When he’d been 9, a family friend, Jo Ann Gibbons, took him to her family farm, where she had horses, and then to the Darke County Fairgrounds. Jeff loved it and soon was doing whatever he could to be part of the scene.

“I didn’t start at the bottom, I started below the bottom,” he said.

Working for trainers like Dave Brumbaugh and Tim Harless, he moved his way up from mucking stalls and at age 16 got his license to drive harness horses.

His first win was Aug. 18, 1997 at the Darke Country Fair. He piloted Bobs Other Barb, a problematic trotter, to the only victory in an 11-race career.

In the early days, he was overly eager to get in any race he could and that once prompted an older horseman to put up a hand-printed sign at the Darke County Fair where owners and trainers paid their entry dues. To the plea — “I’ll drive anything for anyone” — he forged Nisonger’s name.

Although Jeff soon realized the joke, he didn’t take the sign down.

Within eight years, he had 1,000 victories.

But along with the good times there have been a couple of nasty spills.

Eleven years ago, almost to the day, he was driving 81-1 longshot R.W.’s Outa Town in a conditioning race at the Delaware County Fairgrounds when a horse in front of him came to a dead stop break coming out of the turn. His horse hit the other one and Nisonger was sent flying.

As he lay there lifeless on the track, veteran trainer Dan Ater rushed to him and, as he would tell harness writer Brad Schmaltz, he first thought Jeff was dead.

As Ater began pressing on his chest, Nisonger stirred. He had just been knocked unconscious.

Tuesday, Stacey remembered another crash several years ago in Kenton. Her husband landed on his arms and sustained two fractures.

And yet each time, as soon as he could, Nisonger was back in the sulky.

“You love it so much,” he said quietly. “It’s like an addiction.”

Screamin’ & hollerin’

Monday night between races at Dayton he sat on a bench outside the paddock barn and talked to Herb Le Van, a 77-year-old trainer from Indian Lake.

“I first met him when he was a young kid hunting for drives,” said Le Van, who recalled one race at Kenton when he put Nisonger in the cart behind his 3-year-old gelding, Carmel Dumpling.

“I told Jeff, ‘He’s as comfortable being last as he is being first,’ and he told me, ‘He’s not gonna be comfortable being last!’ ” Le Van laughed. “It just so happened that at the start of the race the PA system went out, so all the way around I could hear Jeff just a screamin’ and a hollerin’ at that horse.

“When he crossed the finish line, the sound system came back and the PA man says ‘Guess what?

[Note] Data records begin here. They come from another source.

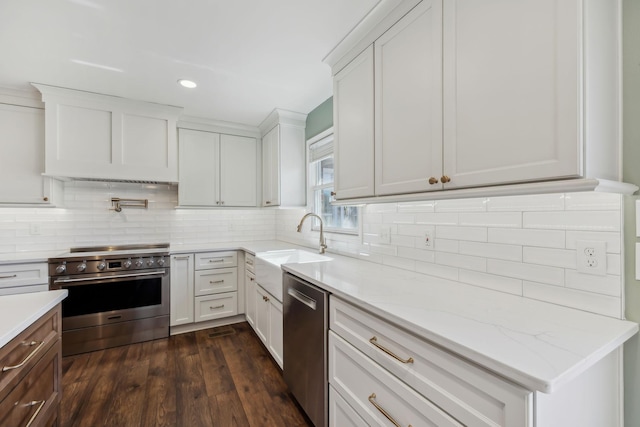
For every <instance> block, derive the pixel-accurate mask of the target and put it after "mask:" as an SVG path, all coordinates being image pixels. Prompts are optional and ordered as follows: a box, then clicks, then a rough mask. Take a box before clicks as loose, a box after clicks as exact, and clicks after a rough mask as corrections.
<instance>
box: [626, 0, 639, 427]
mask: <svg viewBox="0 0 640 427" xmlns="http://www.w3.org/2000/svg"><path fill="white" fill-rule="evenodd" d="M622 11H623V14H622V25H623V35H622V40H623V45H622V52H623V70H622V71H623V153H624V158H623V180H624V181H625V182H629V183H632V184H635V185H638V186H640V0H623V2H622ZM637 199H638V196H629V197H626V198H625V210H624V218H625V221H624V234H625V238H624V241H625V243H624V253H625V256H624V265H625V271H624V274H625V309H626V317H627V319H629V320H632V321H634V322H640V281H637V280H635V276H636V274H635V256H636V248H635V243H636V241H638V240H637V239H636V223H635V211H636V209H635V201H636V200H637ZM624 369H625V378H624V381H625V425H626V426H640V405H639V404H638V402H640V339H639V338H638V335H636V336H635V337H633V338H632V339H631V340H629V341H627V343H626V344H625V347H624Z"/></svg>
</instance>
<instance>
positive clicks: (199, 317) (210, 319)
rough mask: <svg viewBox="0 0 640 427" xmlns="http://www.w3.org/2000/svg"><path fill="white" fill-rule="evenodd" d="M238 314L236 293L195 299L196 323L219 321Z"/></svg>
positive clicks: (203, 297)
mask: <svg viewBox="0 0 640 427" xmlns="http://www.w3.org/2000/svg"><path fill="white" fill-rule="evenodd" d="M236 314H238V293H237V292H228V293H226V294H216V295H209V296H206V297H196V320H195V321H196V322H202V321H204V320H213V319H221V318H223V317H229V316H235V315H236Z"/></svg>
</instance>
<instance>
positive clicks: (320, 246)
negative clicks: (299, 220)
mask: <svg viewBox="0 0 640 427" xmlns="http://www.w3.org/2000/svg"><path fill="white" fill-rule="evenodd" d="M310 216H313V217H316V218H318V221H320V249H319V250H318V252H319V253H321V254H323V253H324V251H325V249H327V242H325V240H324V233H323V232H322V218H320V217H319V216H318V215H316V214H314V213H308V214H306V215H305V216H303V217H302V219H301V220H300V224H298V233H300V232H301V230H302V223H303V222H304V220H305V219H307V217H310Z"/></svg>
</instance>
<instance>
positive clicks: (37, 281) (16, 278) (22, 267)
mask: <svg viewBox="0 0 640 427" xmlns="http://www.w3.org/2000/svg"><path fill="white" fill-rule="evenodd" d="M48 282H49V275H48V272H47V263H37V264H11V265H0V289H2V288H11V287H16V286H26V285H40V284H47V283H48Z"/></svg>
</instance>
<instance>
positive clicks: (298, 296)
mask: <svg viewBox="0 0 640 427" xmlns="http://www.w3.org/2000/svg"><path fill="white" fill-rule="evenodd" d="M287 294H289V295H291V296H292V297H293V298H295V299H297V300H298V301H300V302H301V303H303V304H304V305H306V306H307V307H309V308H310V309H311V310H315V309H316V300H314V299H313V298H311V297H308V296H307V295H305V294H303V293H302V292H300V291H299V290H297V289H294V288H289V289H287Z"/></svg>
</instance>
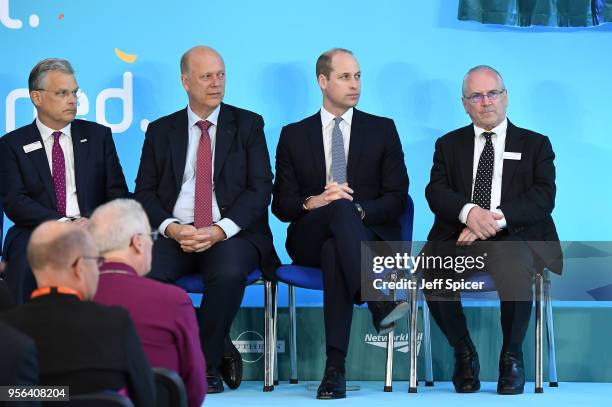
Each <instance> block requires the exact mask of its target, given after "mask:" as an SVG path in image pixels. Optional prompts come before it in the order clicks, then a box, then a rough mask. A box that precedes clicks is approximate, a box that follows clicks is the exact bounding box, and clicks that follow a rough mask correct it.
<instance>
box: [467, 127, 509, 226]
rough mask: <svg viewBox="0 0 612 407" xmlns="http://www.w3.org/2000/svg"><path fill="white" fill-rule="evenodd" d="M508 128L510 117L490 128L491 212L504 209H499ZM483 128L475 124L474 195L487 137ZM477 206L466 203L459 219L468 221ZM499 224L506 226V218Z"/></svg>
mask: <svg viewBox="0 0 612 407" xmlns="http://www.w3.org/2000/svg"><path fill="white" fill-rule="evenodd" d="M507 130H508V119H507V118H506V119H504V121H503V122H501V123H500V124H498V125H497V127H494V128H493V129H491V130H490V132H491V133H493V136H491V142H492V143H493V151H494V153H495V155H494V161H493V180H492V183H491V212H496V213H499V214H500V215H503V213H502V211H501V210H499V209H498V207H499V205H500V204H501V181H502V173H503V170H504V149H505V147H506V131H507ZM487 131H488V130H485V129H483V128H480V127H478V126H476V125H474V134H475V139H474V164H473V166H472V197H473V195H474V183H475V181H476V172H477V170H478V161H479V160H480V154H481V153H482V150H484V146H485V142H486V140H485V138H484V136H483V135H482V133H485V132H487ZM474 206H476V205H475V204H473V203H468V204H465V206H464V207H463V208H462V209H461V212H460V213H459V220H460V221H461V223H466V222H467V217H468V213H469V212H470V209H472V208H473V207H474ZM497 225H498V226H499V227H500V229H503V228H505V227H506V218H503V219H500V220H498V221H497Z"/></svg>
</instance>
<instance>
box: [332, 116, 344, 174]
mask: <svg viewBox="0 0 612 407" xmlns="http://www.w3.org/2000/svg"><path fill="white" fill-rule="evenodd" d="M341 121H342V117H336V118H335V119H334V122H335V123H334V129H333V130H332V178H333V181H334V182H337V183H338V184H344V183H345V182H346V156H345V155H344V140H343V138H342V132H341V131H340V122H341Z"/></svg>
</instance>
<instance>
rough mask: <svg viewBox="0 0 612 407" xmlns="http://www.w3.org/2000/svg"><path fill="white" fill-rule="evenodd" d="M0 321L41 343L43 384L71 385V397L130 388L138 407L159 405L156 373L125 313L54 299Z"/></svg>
mask: <svg viewBox="0 0 612 407" xmlns="http://www.w3.org/2000/svg"><path fill="white" fill-rule="evenodd" d="M0 321H3V322H5V323H6V324H8V325H11V326H13V327H14V328H16V329H18V330H19V331H21V332H22V333H24V334H26V335H28V336H29V337H31V338H32V339H33V340H34V342H36V347H37V348H38V364H39V369H40V384H41V385H43V386H60V385H61V386H66V385H68V386H70V393H71V394H83V393H94V392H98V391H103V390H118V389H120V388H124V387H126V388H127V389H128V392H129V395H130V398H131V399H132V401H133V402H134V404H135V405H136V406H145V407H149V406H154V405H155V384H154V381H153V373H152V371H151V367H150V366H149V363H148V362H147V359H146V357H145V354H144V352H143V350H142V347H141V345H140V340H139V339H138V335H137V334H136V329H135V328H134V324H133V323H132V321H131V320H130V318H129V316H128V312H127V311H126V310H125V309H123V308H120V307H106V306H103V305H100V304H96V303H94V302H91V301H79V300H78V298H77V297H76V296H73V295H63V294H55V295H47V296H43V297H38V298H34V299H33V300H32V301H30V302H29V303H28V304H25V305H22V306H20V307H17V308H15V309H13V310H11V311H8V312H5V313H3V314H0Z"/></svg>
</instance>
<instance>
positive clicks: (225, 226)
mask: <svg viewBox="0 0 612 407" xmlns="http://www.w3.org/2000/svg"><path fill="white" fill-rule="evenodd" d="M215 225H217V226H219V227H220V228H221V229H223V232H225V240H227V239H229V238H231V237H234V236H236V235H237V234H238V232H240V231H241V230H242V229H240V226H238V225H236V224H235V223H234V221H233V220H231V219H230V218H223V219H221V220H220V221H219V222H215Z"/></svg>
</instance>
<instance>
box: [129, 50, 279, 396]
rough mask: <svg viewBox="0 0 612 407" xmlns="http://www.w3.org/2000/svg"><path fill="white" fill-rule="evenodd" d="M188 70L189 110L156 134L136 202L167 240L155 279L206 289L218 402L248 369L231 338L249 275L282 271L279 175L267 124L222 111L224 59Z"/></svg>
mask: <svg viewBox="0 0 612 407" xmlns="http://www.w3.org/2000/svg"><path fill="white" fill-rule="evenodd" d="M180 66H181V81H182V84H183V88H184V89H185V91H186V92H187V97H188V100H189V104H188V106H187V107H186V108H185V109H182V110H180V111H178V112H175V113H172V114H171V115H169V116H166V117H162V118H161V119H159V120H156V121H154V122H152V123H151V124H150V125H149V127H148V129H147V133H146V136H145V142H144V146H143V148H142V157H141V160H140V168H139V169H138V177H137V179H136V190H135V194H136V198H137V199H138V200H139V201H140V202H141V203H142V205H143V206H144V208H145V210H146V211H147V214H148V215H149V219H150V221H151V225H152V226H153V227H154V228H155V229H156V230H158V231H159V232H160V234H161V235H162V236H161V237H160V239H158V240H157V242H156V243H155V245H154V247H153V266H152V270H151V274H150V277H151V278H154V279H157V280H160V281H164V282H174V281H176V280H177V279H178V278H179V277H181V276H182V275H184V274H188V273H199V274H201V275H202V278H203V279H204V286H205V289H204V299H203V302H202V306H201V307H200V311H199V321H200V335H201V341H202V349H203V350H204V356H205V357H206V361H207V364H208V366H207V374H208V392H209V393H218V392H221V391H223V383H222V381H221V374H223V378H224V380H225V382H226V383H227V385H228V386H229V387H230V388H236V387H237V386H238V385H239V384H240V380H241V375H242V373H241V371H242V365H241V363H242V359H241V356H240V354H239V353H238V352H237V350H236V348H235V347H234V346H233V345H232V343H231V341H230V340H229V330H230V326H231V324H232V321H233V320H234V317H235V316H236V313H237V312H238V309H239V308H240V303H241V301H242V297H243V294H244V288H245V284H246V278H247V275H248V274H249V273H250V272H251V271H253V270H254V269H257V268H261V270H262V271H263V272H264V273H267V274H268V275H271V274H273V273H274V270H275V268H276V266H277V265H278V263H279V262H278V257H277V256H276V253H275V251H274V247H273V245H272V233H271V232H270V227H269V225H268V205H269V204H270V198H271V193H272V171H271V169H270V159H269V155H268V148H267V146H266V139H265V136H264V131H263V127H264V122H263V119H262V117H261V116H259V115H258V114H255V113H253V112H249V111H247V110H243V109H239V108H237V107H234V106H230V105H227V104H224V103H222V100H223V96H224V95H225V63H224V62H223V59H222V58H221V56H220V55H219V53H217V51H215V50H213V49H212V48H209V47H204V46H197V47H194V48H192V49H190V50H189V51H187V52H186V53H185V54H184V55H183V57H182V58H181V64H180ZM224 349H225V351H224ZM224 353H225V354H226V355H228V356H229V357H224Z"/></svg>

You just saw a new track record!’

“Jeff had driven my horse to that win and that record still holds.”

As they were talking, Nisonger was called to the sulky of Mustang Tom, a 5-year-old gelding he’d drive for Ty Van Rhoden in race seven.

“Jeff’s a likable guy who handles himself well and handles the horses well,” Le Van said once he was alone. “It’ll tell you, they don’t come any better than him.”

As he was getting ready to head out onto the track, Nisonger called out to Mustang Tom and grinned.

Earlier he had explained his love of nights — and moments — just like this:

“I love the horses. I’ve got more horse friends than I do people friends.”

That comes when the back-end views beat the backup plans.